Algunas situaciones están tomadas de la vida real. Así, el pintor Tomohiko Amada había vivido recluido en una casa de campo dedicado a pintar. "Abandonó a su familia" -dirá su hijo-; y se lamenta: "Lo que me resulta más duro es el hecho de que, como persona, jamás me haya abierto su corazón a mí, que soy su hijo... No digo que tuviera que haber sido la orientación de mi vida. No pido tanto, pero como poco podíamos haber conversado más, podía haberme hablado de sus experiencias, de sus sentimientos. Algo" (Vol.II, pág.258). ¿Cuántos de nosotros no habremos sentido lo mismo; deseado haber tenido una mayor confianza con nuestro padre cuando el asunto ya no tenía remedio?

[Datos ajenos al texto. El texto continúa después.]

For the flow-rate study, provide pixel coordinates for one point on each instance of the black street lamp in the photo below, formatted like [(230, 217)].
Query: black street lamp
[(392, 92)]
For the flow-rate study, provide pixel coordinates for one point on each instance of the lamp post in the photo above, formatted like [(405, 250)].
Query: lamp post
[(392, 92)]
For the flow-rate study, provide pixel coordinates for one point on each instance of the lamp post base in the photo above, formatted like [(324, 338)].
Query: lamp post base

Murakami recuerda hechos históricos antiguos que utiliza para explicar situaciones del presente. Por ejemplo, cuando habla de la detención de un japonés en Viena, en 1938, por parte de la Gestapo. También cita algo que los japoneses conocen como la masacre de Nankin. Se trata de la ocupación por el ejército japonés de esa ciudad china, en la que se ejecutó a todos los civiles excepto a los campesinos. Son hechos históricos que tienen un difícil encaje en una novela fantástica.
Por decir algo bueno de La muerte del comendador hay que señalar la maestría con la que Murakami describe los escenarios en los que discurren la acción y sus personajes.